Fine effort, from Trump hello to fond Lundquist farewell
Army West Point, Navy and CBS delivered an outstanding afternoon of college football Saturday.
The two teams battled back and forth with Army pulling out a 21-17 win to end a 14-year losing streak against the Naval Academy.
Meanwhile, the stands at M&T Bank Stadium were filled with so much spirit from the midshipmen and cadets that it felt like the TV screen was going explode throughout most of the game. It was a joy just to behold such energy and enthusiasm in this otherwise sour time in American life.
And CBS Sports went all-out to deliver as much of that spectacle and add a bit of its own emotion as anyone has a right to expect of any TV sports operation.
I know the third-quarter interview in the booth with President-elect Donald Trump was a little loopy at points, with analyst Gary Danielson trying to be funny in suggesting that Trump appoint play-byplay announcer Verne Lundquist ambassador to Sweden. But, really, what do you expect of an interview with a politician at a football game, especially when you have someone like Trump who takes the microphone in his hand and totally controls the conversation?

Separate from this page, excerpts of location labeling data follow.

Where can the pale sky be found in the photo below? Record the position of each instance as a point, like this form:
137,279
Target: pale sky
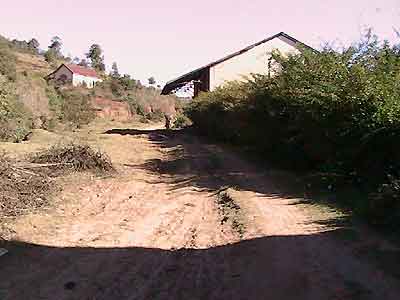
167,38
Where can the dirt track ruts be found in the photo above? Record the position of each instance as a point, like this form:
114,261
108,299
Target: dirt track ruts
155,232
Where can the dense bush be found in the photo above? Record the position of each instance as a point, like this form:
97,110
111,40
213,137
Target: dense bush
337,112
14,119
7,63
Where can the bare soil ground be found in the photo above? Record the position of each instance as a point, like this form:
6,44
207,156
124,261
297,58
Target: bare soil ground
184,219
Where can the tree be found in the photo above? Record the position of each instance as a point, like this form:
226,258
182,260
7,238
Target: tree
83,63
56,45
33,45
96,57
114,72
51,56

This was easy pickings for this media master. He has owned better interviewers than Danielson and Lundquist. And these two sportscasters had to deal with him while announcing and analyzing the game that was being played on the field.
On the plus side, CBS started strong with its pregame show, 30 minutes before kickoff. Viewers were offered a prescient feature on Army quarterback Ahmad Bradshaw, exploring his roots and what he overcame to wind up at the helm of the Black Knights’ attack. If he wasn’t the player of the game, he certainly was the man responsible for the play of the game with his touchdown that put Army up by four points after Navy had come back from being down 14-0 at halftime.
But the real power of the pregame show was a report that looked back at the 2001 game after the attack on the World Trade Center. It focused on graduates who had played in the game, graduated and went on to serve and die in combat.
It was impossible not to be moved by the words of a surviving wife and father — and to see how much this rivalry means to their lives and memories of those who served and died. What a wise and winning piece of pregame sports journalism.
There was also extra emotion in the booth, because it was the last game for Lundquist after 17 years of calling college football. I was glad to see that he got to exit with a game drenched in emotion.
It was a typical Lundquist call — steady, easygoing, occasionally whimsical and never-ever self-serving or hot-dog. I thought his parting words to viewers after the game were also in keeping with his straightforward, unadorned style of broadcasting.
Danielson hit a nice tone in his goodbyes to Lundquist as well. And he was mostly on the money in his analysis. All day, he was saying in these option offenses, it’s mostly about the quarterbacks. “You can’t hide the quarterback,” he said. Bradshaw closed the deal for Army and carried the day. But much of the drama was the down (in the first half ) and up (in the second half ) performance of Zach Abey, Navy’s sophomore quarterback from Archbishop Spalding.
Even though Danielson’s overall analysis was impressive, he did make a sloppy mistake in trying to offer viewers what he thought was inside information.
With 9:19 left in the third quarter, he told viewers that his former teammate Stan White, now part of the Ravens broadcast team and an area high school coach, texted him to say that Abey was the best quarterback he had seen in 19 years of coaching at “Gilmore” in Baltimore. Based on that, White was predicting a big second half for Abey, Danielson told viewers.
White, as local high school sports fans know, coached at Gilman, not Gilmore. Maybe Danielson was thinking of Lorelai and Rory and the “Gilmore Girls” revival on Netflix.
Whatever, it was a careless mistake, and needlessly detracted from an otherwise strong day by Danielson. And give the former quarterback some extra points for riding shotgun on Lundquist’s emotionladen final college football telecast, with generosity and class.